Amitav Ghosh, La grande cecità. Il cambiamento climatico e l’impensabile, Neri Pozza 2017 (pp. 207, euro 16,50)
Che il romanzo, a differenza della saggistica, sostanzialmente ignori il cambiamento climatico può essere considerato un fatto marginale solo a patto che, da un lato, non ci si sia ancora convinti della portata epocale del fenomeno e, dall’altro, non si abbia presente che la narrativa è spia e insieme produttrice di immaginario collettivo, di cultura diffusa.
Ghosh spazia sulla letteratura occidentale e fa entrare il lettore in quella dell’Oriente – indiana in particolare, della quale si sa molto poco – per dimostrare che il silenzio della letteratura sul fatto di gran lunga più decisivo del nostro tempo, il suo esser priva di strumenti per affrontarlo, non sono che il segno di un più vasto fallimento immaginativo e culturale che agli occhi dei posteri – sempre che la crisi ambientale ne permetta la futura esistenza – apparirà come una “grande cecità”. Una tragica incapacità di lasciarsi alle spalle la “tracotanza predatoria dell’illuminismo europeo” e il suo misconoscimento della dimensione non umana della vita e del mondo, aspetti intimamente connessi dell’ideologia del capitalismo colonialista e, insieme, matrici di un pensiero che ha esteso l’illusione della regolarità della vita borghese, del suo culto della soggettività individuale, alla realtà intera. E’ così che si è reso impensabile ciò che non appare probabile, e questo nell’epoca stessa in cui i fenomeni climatici – con la loro violenza, estensione e imprevedibilità – dicono esattamente il contrario.

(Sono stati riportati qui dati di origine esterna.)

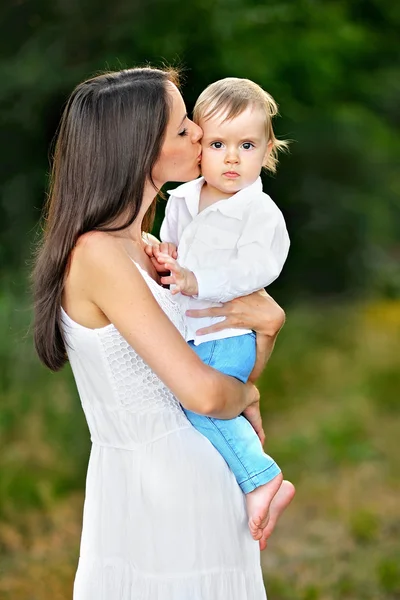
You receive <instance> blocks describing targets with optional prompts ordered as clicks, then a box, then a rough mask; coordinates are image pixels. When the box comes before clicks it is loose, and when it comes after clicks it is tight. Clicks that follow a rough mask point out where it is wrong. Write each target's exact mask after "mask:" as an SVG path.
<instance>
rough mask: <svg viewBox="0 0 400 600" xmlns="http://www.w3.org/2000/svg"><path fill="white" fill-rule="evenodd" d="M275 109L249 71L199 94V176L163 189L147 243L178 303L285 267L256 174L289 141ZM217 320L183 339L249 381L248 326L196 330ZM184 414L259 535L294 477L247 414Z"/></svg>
mask: <svg viewBox="0 0 400 600" xmlns="http://www.w3.org/2000/svg"><path fill="white" fill-rule="evenodd" d="M276 113H277V105H276V103H275V101H274V99H273V98H272V97H271V96H270V95H269V94H268V93H267V92H265V91H264V90H262V89H261V88H260V87H259V86H258V85H257V84H255V83H253V82H252V81H249V80H247V79H236V78H227V79H223V80H221V81H217V82H215V83H213V84H212V85H210V86H208V87H207V88H206V89H205V90H204V92H203V93H202V94H201V95H200V97H199V99H198V100H197V103H196V106H195V109H194V121H195V122H196V123H197V124H198V125H199V126H200V127H201V128H202V129H203V132H204V134H203V138H202V140H201V144H202V160H201V170H202V177H201V178H200V179H196V180H195V181H190V182H189V183H185V184H183V185H181V186H179V187H178V188H176V189H175V190H173V191H171V192H169V193H170V199H169V201H168V204H167V207H166V213H165V219H164V221H163V224H162V226H161V232H160V237H161V240H162V241H163V242H169V248H170V251H169V253H168V255H167V254H163V253H161V254H160V253H159V251H157V250H154V256H155V257H156V258H157V259H158V261H159V262H163V263H164V265H165V267H166V268H167V269H168V270H169V271H170V272H171V275H170V276H169V277H166V278H164V283H171V284H173V285H172V286H171V289H172V293H173V294H178V296H177V298H179V301H180V302H181V304H183V307H184V309H193V308H197V309H198V308H208V307H210V306H220V303H221V302H227V301H228V300H232V299H233V298H236V297H239V296H244V295H246V294H250V293H251V292H254V291H256V290H259V289H261V288H263V287H265V286H267V285H269V284H270V283H271V282H272V281H274V279H276V278H277V277H278V275H279V274H280V272H281V270H282V267H283V265H284V262H285V260H286V257H287V253H288V250H289V236H288V233H287V230H286V226H285V221H284V218H283V216H282V213H281V211H280V210H279V208H278V207H277V206H276V204H275V203H274V202H273V201H272V199H271V198H270V197H269V196H267V195H266V194H264V193H263V191H262V185H261V179H260V171H261V169H262V167H266V168H267V169H269V170H270V171H275V169H276V163H277V153H278V150H279V149H282V148H285V147H286V143H285V142H281V141H278V140H277V139H276V138H275V135H274V132H273V129H272V123H271V121H272V117H273V116H274V115H276ZM163 246H164V245H163ZM175 247H177V255H176V252H175ZM176 256H177V257H178V261H179V262H177V260H175V258H176ZM221 320H223V318H222V319H221V318H204V319H194V318H189V317H187V330H188V334H187V337H186V340H187V341H188V343H189V344H190V345H191V347H192V348H193V350H194V351H195V352H197V354H198V355H199V356H200V358H201V359H202V360H203V361H204V362H206V363H207V364H209V365H210V366H212V367H214V368H215V369H218V370H219V371H222V372H223V373H225V374H227V375H231V376H233V377H236V378H238V379H239V380H240V381H243V382H246V381H247V379H248V378H249V376H250V374H251V372H252V370H253V368H254V366H255V363H256V336H255V333H254V332H252V331H249V330H244V329H223V330H221V331H217V332H215V333H211V334H206V335H203V336H198V335H197V334H196V330H197V329H199V327H206V326H209V325H211V324H213V323H216V322H219V321H221ZM185 413H186V415H187V417H188V419H189V420H190V421H191V423H192V424H193V425H194V427H196V429H198V431H200V432H201V433H202V434H204V435H205V436H206V437H207V438H208V439H209V440H210V441H211V443H212V444H213V445H214V446H215V447H216V448H217V450H218V451H219V452H220V453H221V454H222V456H223V457H224V458H225V460H226V462H227V463H228V465H229V467H230V468H231V470H232V471H233V473H234V475H235V477H236V479H237V481H238V483H239V485H240V487H241V489H242V491H243V492H244V493H245V494H246V502H247V510H248V515H249V527H250V531H251V533H252V535H253V537H254V539H261V538H264V541H265V540H266V538H267V537H268V535H269V533H270V531H272V528H273V526H274V523H275V521H276V518H277V517H278V516H279V514H280V513H281V512H282V511H283V510H284V508H285V507H286V506H287V505H288V504H289V502H290V501H291V499H292V497H293V495H294V488H293V486H292V484H290V483H289V482H286V481H284V482H282V474H281V471H280V468H279V467H278V465H277V464H276V463H275V461H274V460H273V459H272V458H271V457H269V456H268V455H267V454H265V453H264V452H263V449H262V447H261V444H260V441H259V439H258V437H257V434H256V432H255V430H254V429H253V427H252V426H251V425H250V423H249V422H248V421H247V419H246V418H245V417H243V416H239V417H237V418H236V419H231V420H218V419H213V418H210V417H205V416H201V415H197V414H195V413H192V412H190V411H186V410H185ZM274 497H275V500H274V502H272V501H273V499H274ZM271 503H272V504H271ZM270 506H271V513H270V512H269V509H270ZM269 517H271V518H269ZM268 522H269V523H268Z"/></svg>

Ghosh non è uno scienziato, e neanche un filosofo: le sue non sono teorizzazioni, ma constatazioni ricavate da circostanziati esempi tratti non solo dalla storia letteraria ma anche da quella storia dell’ambiente tanto poco coltivata dagli storici di professione.

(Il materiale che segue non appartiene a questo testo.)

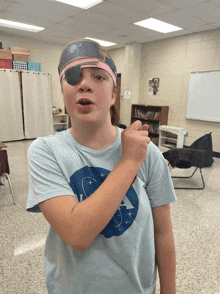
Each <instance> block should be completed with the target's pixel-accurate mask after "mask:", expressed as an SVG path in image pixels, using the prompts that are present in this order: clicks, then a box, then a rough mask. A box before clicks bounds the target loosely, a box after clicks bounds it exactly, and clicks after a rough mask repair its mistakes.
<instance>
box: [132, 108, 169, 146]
mask: <svg viewBox="0 0 220 294" xmlns="http://www.w3.org/2000/svg"><path fill="white" fill-rule="evenodd" d="M168 111H169V106H152V105H141V104H132V107H131V124H132V123H133V122H134V121H136V120H140V121H141V122H142V125H144V124H148V125H149V130H148V132H149V137H150V138H151V141H152V142H153V143H154V144H155V145H157V146H158V144H159V126H161V125H167V121H168Z"/></svg>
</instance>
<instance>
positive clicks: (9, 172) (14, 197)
mask: <svg viewBox="0 0 220 294" xmlns="http://www.w3.org/2000/svg"><path fill="white" fill-rule="evenodd" d="M9 174H10V169H9V164H8V154H7V151H6V150H0V177H5V178H6V179H7V180H8V184H9V187H10V190H11V195H12V198H13V201H14V204H15V196H14V193H13V189H12V185H11V181H10V178H9Z"/></svg>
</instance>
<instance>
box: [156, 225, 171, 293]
mask: <svg viewBox="0 0 220 294" xmlns="http://www.w3.org/2000/svg"><path fill="white" fill-rule="evenodd" d="M155 247H156V262H157V266H158V271H159V278H160V294H175V293H176V281H175V277H176V256H175V245H174V239H173V233H172V231H171V232H169V233H165V234H155Z"/></svg>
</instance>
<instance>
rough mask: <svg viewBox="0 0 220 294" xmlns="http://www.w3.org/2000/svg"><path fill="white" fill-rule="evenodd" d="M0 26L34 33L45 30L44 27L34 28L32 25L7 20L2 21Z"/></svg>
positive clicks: (33, 26)
mask: <svg viewBox="0 0 220 294" xmlns="http://www.w3.org/2000/svg"><path fill="white" fill-rule="evenodd" d="M0 26H2V27H7V28H12V29H18V30H24V31H29V32H34V33H37V32H39V31H42V30H44V29H45V28H42V27H37V26H32V25H28V24H25V23H20V22H15V21H10V20H5V19H0Z"/></svg>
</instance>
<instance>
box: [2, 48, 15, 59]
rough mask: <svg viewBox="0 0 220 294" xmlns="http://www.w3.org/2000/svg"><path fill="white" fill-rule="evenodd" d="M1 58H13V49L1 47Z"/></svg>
mask: <svg viewBox="0 0 220 294" xmlns="http://www.w3.org/2000/svg"><path fill="white" fill-rule="evenodd" d="M0 59H7V60H12V53H11V50H6V49H0Z"/></svg>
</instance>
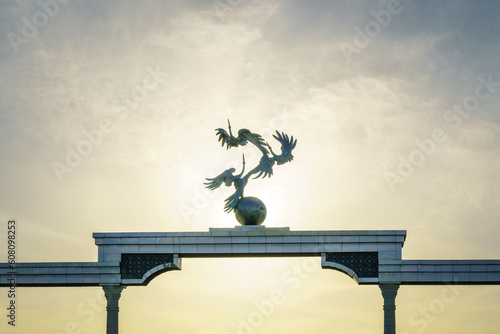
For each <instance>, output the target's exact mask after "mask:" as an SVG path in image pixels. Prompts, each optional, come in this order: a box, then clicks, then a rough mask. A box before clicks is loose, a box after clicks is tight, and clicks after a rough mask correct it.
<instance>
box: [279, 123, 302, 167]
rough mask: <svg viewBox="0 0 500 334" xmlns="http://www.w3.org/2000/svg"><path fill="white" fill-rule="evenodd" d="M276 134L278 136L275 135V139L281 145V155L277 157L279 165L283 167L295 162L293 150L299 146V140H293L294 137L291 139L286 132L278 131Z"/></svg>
mask: <svg viewBox="0 0 500 334" xmlns="http://www.w3.org/2000/svg"><path fill="white" fill-rule="evenodd" d="M276 134H277V136H276V135H273V137H274V139H276V140H277V141H279V142H280V143H281V155H277V156H275V158H276V162H277V163H278V165H282V164H284V163H285V162H289V161H292V160H293V155H292V150H293V149H294V148H295V146H296V145H297V139H295V140H293V136H292V137H291V138H289V137H288V135H287V134H285V133H284V132H282V133H279V132H278V131H276Z"/></svg>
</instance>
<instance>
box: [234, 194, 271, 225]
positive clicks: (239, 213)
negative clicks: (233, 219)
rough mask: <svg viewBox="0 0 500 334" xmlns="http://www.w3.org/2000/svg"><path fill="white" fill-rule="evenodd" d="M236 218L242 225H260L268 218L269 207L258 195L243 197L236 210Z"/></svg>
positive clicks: (240, 223)
mask: <svg viewBox="0 0 500 334" xmlns="http://www.w3.org/2000/svg"><path fill="white" fill-rule="evenodd" d="M234 214H235V216H236V219H237V220H238V222H239V223H240V224H241V225H260V224H262V222H263V221H264V219H266V215H267V209H266V206H265V205H264V203H263V202H262V201H261V200H260V199H258V198H256V197H243V198H241V199H240V201H239V202H238V205H237V206H236V209H235V210H234Z"/></svg>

Si finisce di leggere questo libro con una consapevolezza nuova: non è solo uno stato di negazione (sapere e pure fare come non si sapesse: cosa diversa ma non meno inquietante del negazionismo) che non ci fa prendere sul serio il cambiamento climatico. E’ anche un atteggiamento culturale lentamente maturato e ormai profondamente radicato nella nostra cultura e nel modo di pensare la nostra vita. Un atteggiamento solidale – di fatto, al di là delle nostre idee politiche – con il sistema dominante. Un atteggiamento che ci rende ciechi di fronte alla più grande mutazione che gli uomini abbiano mai conosciuto, sordi alle voci che cercano di farci aprire gli occhi e convincerci che non c’è pensiero critico se il primo posto fra le minacce e le urgenze che incombono sul mondo attuale non viene assegnato al cambiamento climatico.